Un tema típico de la estética de los siglos XVII Y XVIII fue el gusto. Este tema fue
abordado por diversos pensadores entre los que se encuentra David Hume. Hume es
conocido primordialmente por su escepticismo acerca del conocimiento humano y sus
investigaciones sobre la moral. Sin embargo, también abordo ciertas cuestiones sobre la
belleza y el arte y aunque pudiera decirse que no aportó alguna innovación tan radical como
en el ámbito epistemológico, su contribución a la estética no deja de ser importante. Sin
más preámbulos, abordemos la problemática relativa a la norma del gusto.

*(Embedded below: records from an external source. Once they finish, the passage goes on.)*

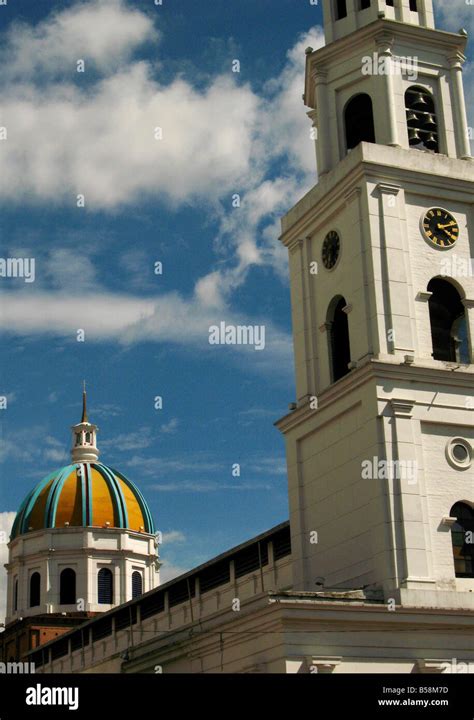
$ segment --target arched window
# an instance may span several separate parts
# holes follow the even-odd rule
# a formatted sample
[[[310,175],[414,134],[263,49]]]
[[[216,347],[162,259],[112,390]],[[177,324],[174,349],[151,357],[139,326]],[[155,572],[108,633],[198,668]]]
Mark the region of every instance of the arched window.
[[[64,568],[59,576],[59,604],[76,604],[76,573],[72,568]]]
[[[459,502],[449,514],[456,518],[451,527],[456,577],[474,578],[474,510]]]
[[[338,296],[333,299],[328,309],[329,325],[329,357],[331,365],[331,379],[336,382],[349,372],[348,364],[351,361],[349,343],[349,323],[344,308],[345,299]]]
[[[413,85],[405,93],[408,141],[415,150],[439,152],[438,121],[432,94]]]
[[[114,576],[109,568],[101,568],[97,575],[97,595],[101,605],[114,601]]]
[[[30,577],[30,607],[38,607],[41,601],[41,577],[33,573]]]
[[[469,363],[466,313],[458,291],[442,278],[430,280],[428,290],[433,358]]]
[[[355,95],[344,110],[346,147],[355,148],[360,142],[375,142],[374,113],[370,95]]]
[[[140,597],[143,593],[142,574],[135,570],[132,573],[132,598]]]
[[[342,20],[347,17],[347,0],[334,0],[334,10],[336,20]]]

1. La diversidad de gustos
Ya se dijo que el siglo XVIII trajo consigo el proyecto de la emancipación del hombre y
que una de las manifestaciones de este proyecto es el estudio la de la belleza y sus formas.
En dicho estudio muchas veces se cuestionaban el valor de belleza de los objetos tales
como pinturas, esculturas, obras arquitectónicas, etc. Y aunque se aceptaban ciertas obras
como superiores a otras, los juicios emitidos estaban fundados siempre en la subjetividad y
no existía unanimidad acerca del estándar de belleza.
2.2 La práctica
Hume dice que “la misma habilidad y destreza que da la práctica para la ejecución de
cualquier obra, se adquiere también por idénticos medios para juzgarla”[8]. Es cierto que la
delicadeza de cada persona es distinta pero, igual que las artes como la pintura o la
escultura, tiende a incrementarse y mejorar por medio de la práctica. Un principiante no
percibirá todos los matices en un cuadro mientras que un crítico experimentado será capaz
de percibir una cantidad mayor. Así pues, cuanta más experiencia, en este caso, cuantos
más años se tenga observando cuadros, más confiable será su juicio sobre las cosas.
2.3 La comparación.
La continua práctica de la contemplación de las cosas hace que uno se sienta obligado “a
comparar entre sí las diversas especies y grados de perfección y a estimar la proporción
existente entre ellos”[9]. Ahora bien, cuanto mayor sea el número de bellezas vistas mayor
será la precisión del juicio emitido. Esto se debe a que “el objeto más acabado del que
tenemos experiencia se considera de modo natural que ha alcanzado la cima de la
perfección”[10]. Así pues, un crítico que ha visto el David de Miguel Ángel tendrá como
paradigma de belleza de las esculturas, la obra del artista italiano y alguien que sólo ha
contemplado esculturas de artistas locales, tendrá como paradigma la que haya considerado
más bella.
Sin embargo, el de Edimburgo admite que es muy difícil encontrar tales críticos e incluso
distinguir a los verdaderos de los impostores.